Zverev, der 1,98 Meter große Hüne mit dem wallenden blonden Haar und den Goldketten um den Hals, ist kein extrovertierter, umarmender Menschenfänger, kein stets gut gelaunter Strahlemann wie Carlos Alcaraz, kein genialischer Entertainer wie Novak Djoković. Nicht selten macht er in Interviews sogar den Eindruck, er wäre gerade überall anderswo lieber.

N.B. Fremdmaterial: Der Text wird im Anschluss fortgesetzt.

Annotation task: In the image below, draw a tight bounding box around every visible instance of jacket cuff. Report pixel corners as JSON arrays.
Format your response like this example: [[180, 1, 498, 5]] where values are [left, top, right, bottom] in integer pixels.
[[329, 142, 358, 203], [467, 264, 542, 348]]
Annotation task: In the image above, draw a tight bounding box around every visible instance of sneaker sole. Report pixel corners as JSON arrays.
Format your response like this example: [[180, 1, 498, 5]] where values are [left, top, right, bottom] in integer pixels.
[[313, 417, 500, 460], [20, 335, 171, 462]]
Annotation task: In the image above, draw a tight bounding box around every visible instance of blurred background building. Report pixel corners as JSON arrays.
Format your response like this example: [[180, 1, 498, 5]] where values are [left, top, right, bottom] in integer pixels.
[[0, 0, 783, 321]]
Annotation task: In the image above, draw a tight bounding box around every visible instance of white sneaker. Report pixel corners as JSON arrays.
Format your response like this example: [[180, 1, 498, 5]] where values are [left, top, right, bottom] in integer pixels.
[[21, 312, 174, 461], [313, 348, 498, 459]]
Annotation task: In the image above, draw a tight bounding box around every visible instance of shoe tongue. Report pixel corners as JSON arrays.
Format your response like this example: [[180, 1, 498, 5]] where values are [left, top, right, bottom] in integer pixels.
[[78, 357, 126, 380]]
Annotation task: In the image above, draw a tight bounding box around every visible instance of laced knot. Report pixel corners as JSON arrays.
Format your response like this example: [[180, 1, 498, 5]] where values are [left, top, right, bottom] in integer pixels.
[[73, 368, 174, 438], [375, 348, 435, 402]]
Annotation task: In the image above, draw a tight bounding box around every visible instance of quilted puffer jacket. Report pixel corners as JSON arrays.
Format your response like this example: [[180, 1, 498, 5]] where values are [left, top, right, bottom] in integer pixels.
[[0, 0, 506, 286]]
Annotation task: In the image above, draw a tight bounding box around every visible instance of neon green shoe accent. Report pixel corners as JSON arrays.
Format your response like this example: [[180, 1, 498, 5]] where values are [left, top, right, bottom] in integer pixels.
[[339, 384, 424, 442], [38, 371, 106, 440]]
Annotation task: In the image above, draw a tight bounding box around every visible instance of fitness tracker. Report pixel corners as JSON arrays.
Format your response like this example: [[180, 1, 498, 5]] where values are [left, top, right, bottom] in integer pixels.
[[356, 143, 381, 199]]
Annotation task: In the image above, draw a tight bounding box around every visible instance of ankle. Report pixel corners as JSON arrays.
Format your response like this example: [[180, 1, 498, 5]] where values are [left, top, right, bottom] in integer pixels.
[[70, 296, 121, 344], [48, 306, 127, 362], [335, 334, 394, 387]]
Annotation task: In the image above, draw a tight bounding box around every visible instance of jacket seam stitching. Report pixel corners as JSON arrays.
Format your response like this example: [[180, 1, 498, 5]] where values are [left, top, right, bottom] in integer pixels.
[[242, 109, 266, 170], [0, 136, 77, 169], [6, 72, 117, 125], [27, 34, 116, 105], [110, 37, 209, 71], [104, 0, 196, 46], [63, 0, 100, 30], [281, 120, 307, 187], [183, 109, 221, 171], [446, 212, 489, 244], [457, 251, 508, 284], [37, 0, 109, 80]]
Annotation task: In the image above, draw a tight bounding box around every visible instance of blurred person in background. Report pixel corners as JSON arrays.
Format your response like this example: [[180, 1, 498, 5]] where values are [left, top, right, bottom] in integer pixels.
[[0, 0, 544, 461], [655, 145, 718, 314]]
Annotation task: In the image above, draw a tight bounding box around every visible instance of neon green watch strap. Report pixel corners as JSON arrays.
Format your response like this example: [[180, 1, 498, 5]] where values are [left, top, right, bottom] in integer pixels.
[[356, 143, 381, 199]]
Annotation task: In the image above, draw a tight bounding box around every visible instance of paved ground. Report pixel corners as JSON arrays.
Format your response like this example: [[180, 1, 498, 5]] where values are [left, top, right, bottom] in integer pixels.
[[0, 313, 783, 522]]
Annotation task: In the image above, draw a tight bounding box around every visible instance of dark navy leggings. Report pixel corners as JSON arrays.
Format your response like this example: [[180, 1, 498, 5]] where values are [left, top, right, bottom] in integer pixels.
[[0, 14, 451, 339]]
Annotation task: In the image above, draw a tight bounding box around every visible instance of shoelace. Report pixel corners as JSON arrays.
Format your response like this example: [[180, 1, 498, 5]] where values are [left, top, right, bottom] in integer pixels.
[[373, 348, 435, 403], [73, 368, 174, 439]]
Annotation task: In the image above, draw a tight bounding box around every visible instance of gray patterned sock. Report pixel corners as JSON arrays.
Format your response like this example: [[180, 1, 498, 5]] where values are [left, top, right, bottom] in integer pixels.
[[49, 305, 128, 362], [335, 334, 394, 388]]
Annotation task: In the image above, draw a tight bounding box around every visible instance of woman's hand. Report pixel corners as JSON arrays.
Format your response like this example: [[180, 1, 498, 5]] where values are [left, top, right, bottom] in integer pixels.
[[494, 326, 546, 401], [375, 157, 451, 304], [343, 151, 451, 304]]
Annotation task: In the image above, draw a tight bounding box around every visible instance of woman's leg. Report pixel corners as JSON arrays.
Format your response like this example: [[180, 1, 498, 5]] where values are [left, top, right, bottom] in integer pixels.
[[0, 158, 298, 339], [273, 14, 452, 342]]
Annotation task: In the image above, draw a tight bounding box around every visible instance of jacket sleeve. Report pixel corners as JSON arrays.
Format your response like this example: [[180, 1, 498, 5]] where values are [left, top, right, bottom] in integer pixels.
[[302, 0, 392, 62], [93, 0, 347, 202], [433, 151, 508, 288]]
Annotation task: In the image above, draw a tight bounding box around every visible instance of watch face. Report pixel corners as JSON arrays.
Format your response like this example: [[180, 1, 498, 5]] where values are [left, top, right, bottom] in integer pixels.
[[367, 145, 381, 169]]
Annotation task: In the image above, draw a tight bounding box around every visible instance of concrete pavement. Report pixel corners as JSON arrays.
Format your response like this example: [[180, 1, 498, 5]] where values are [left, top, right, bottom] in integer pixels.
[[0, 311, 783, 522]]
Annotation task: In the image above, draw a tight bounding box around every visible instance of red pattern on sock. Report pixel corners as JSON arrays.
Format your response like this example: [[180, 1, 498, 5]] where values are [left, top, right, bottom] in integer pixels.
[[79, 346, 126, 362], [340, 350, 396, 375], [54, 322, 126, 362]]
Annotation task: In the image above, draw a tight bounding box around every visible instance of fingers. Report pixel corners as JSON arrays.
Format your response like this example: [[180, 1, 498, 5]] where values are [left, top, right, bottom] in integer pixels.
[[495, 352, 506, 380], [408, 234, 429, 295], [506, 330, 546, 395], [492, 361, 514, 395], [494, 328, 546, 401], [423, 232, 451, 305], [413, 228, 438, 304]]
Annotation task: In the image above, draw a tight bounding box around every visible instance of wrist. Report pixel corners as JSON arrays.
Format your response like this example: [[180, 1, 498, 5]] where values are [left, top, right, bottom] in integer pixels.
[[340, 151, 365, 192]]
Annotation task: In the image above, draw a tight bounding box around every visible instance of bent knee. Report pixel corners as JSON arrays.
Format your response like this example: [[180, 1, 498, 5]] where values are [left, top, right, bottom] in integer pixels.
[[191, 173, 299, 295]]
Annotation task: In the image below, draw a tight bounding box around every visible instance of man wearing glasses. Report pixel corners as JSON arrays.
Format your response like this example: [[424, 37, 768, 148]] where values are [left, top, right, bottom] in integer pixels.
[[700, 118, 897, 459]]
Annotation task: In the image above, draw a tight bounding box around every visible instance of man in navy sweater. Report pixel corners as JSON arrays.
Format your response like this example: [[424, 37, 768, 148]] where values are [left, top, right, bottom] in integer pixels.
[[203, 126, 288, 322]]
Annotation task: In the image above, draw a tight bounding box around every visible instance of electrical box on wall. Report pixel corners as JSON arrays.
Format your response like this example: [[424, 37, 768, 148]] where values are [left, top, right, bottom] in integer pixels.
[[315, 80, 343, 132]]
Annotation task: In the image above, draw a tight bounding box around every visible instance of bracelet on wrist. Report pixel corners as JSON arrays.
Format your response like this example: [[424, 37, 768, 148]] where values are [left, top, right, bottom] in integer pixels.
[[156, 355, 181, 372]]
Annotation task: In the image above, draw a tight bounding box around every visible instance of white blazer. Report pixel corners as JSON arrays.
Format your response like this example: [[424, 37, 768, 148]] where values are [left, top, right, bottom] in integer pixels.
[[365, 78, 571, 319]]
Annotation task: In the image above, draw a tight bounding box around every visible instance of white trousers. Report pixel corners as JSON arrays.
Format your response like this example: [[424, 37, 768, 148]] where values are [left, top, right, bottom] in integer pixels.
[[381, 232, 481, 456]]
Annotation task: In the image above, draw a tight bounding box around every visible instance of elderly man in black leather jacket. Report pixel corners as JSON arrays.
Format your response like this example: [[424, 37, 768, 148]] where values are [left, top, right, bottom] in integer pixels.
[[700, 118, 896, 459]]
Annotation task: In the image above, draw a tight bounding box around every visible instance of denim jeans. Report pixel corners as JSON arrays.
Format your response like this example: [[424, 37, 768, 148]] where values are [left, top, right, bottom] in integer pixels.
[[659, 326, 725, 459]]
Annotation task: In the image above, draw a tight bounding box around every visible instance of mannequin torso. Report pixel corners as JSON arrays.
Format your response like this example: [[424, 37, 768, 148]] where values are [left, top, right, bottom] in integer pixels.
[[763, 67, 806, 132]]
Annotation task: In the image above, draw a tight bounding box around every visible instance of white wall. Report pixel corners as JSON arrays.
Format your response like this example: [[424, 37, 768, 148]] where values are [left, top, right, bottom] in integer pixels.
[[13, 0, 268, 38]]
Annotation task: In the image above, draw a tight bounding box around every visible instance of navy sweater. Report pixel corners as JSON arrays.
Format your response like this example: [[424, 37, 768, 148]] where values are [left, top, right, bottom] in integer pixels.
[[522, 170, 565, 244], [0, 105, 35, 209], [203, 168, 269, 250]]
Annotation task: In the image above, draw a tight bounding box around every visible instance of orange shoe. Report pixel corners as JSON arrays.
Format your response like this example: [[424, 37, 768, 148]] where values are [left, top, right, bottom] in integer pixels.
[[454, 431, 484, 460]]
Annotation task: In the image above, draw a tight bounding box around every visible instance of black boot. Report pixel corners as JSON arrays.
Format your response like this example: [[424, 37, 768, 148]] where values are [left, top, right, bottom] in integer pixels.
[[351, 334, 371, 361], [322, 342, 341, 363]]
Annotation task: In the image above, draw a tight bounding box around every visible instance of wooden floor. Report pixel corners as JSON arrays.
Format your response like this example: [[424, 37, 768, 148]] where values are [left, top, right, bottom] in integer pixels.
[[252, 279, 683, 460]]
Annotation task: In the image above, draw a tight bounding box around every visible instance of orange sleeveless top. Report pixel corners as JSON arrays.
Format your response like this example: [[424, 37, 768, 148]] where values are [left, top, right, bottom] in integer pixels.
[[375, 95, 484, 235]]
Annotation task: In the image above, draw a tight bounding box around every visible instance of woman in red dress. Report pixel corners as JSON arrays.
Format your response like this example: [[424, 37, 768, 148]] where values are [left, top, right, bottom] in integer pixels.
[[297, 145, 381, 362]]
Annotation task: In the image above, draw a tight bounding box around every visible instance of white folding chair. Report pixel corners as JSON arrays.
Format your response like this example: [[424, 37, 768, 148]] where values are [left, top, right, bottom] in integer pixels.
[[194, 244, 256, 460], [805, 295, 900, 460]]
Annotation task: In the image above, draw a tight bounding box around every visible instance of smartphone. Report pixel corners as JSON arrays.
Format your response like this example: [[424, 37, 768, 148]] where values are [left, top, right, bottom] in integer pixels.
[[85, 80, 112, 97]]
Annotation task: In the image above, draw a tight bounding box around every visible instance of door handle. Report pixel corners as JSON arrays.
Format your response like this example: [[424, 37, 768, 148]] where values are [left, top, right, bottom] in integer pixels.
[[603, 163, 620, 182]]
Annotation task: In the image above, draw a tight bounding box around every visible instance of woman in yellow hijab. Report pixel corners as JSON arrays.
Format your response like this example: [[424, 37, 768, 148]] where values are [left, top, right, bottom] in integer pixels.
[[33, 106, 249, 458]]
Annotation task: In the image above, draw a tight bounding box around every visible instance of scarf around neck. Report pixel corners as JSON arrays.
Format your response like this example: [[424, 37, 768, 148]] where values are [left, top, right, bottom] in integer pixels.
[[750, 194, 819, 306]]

Das Zeitfenster drohte, sich zu schließen
Manchmal entstand dieser Eindruck sogar auf dem Platz. Wenn er nach starkem Start plötzlich Fehler um Fehler produzierte, mit sich selbst haderte, unzufrieden war. Wenn er auch mal ausrastete, Schläger zertrümmerte, sich Verwarnungen durch die Stuhlschiedsrichter einhandelte. Wenn er komfortable Führungen unergründlich noch abgab, Siege verspielte. Immer wieder so nah dran schien – und doch noch verlor. „Wenn es jemanden gibt, dem ich einen Grand-Slam-Titel gewünscht habe, dann dir“, sagte Cobolli wohl auch deshalb am Sonntag bei der Siegerehrung.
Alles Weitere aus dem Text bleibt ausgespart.